There were more tangible answers too: ‘My petrol to get me to placement’, ‘textbooks’. A single parent told me she uses her bursary to pay for childcare.
It confirmed what I knew already. Nursing students are unique.
Half their time is spent in clinical practice. They have longer terms and fewer opportunities to take on part-time work. And thousands of mature students apply each year, many of whom already have a degree.
These reasons, and many more, help to explain why student funding is so closely linked to attracting people into the profession.
They explain why, in a survey of over 17,000 people, two thirds said they would not have become a nurse under the new funding plans.

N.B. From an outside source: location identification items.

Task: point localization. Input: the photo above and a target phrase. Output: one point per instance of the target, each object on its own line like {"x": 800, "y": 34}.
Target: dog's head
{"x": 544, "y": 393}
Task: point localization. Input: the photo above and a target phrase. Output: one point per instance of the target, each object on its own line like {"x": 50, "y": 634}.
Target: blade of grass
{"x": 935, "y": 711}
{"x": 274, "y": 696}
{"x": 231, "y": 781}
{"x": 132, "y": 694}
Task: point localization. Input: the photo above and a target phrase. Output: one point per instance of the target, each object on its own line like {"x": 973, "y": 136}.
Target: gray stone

They explain why the RCN is concerned about the potential impact of significant debt on those from BME backgrounds or different socio-economic groups.
Questions too, about placements and mentorships, remain unanswered, but it’s not too late to voice your dissatisfaction.
The consultation on student funding will close on 30 June. I urge you to respond, and in particular to answer question 14.
We must continue to apply pressure and show the Government it’s time for a rethink.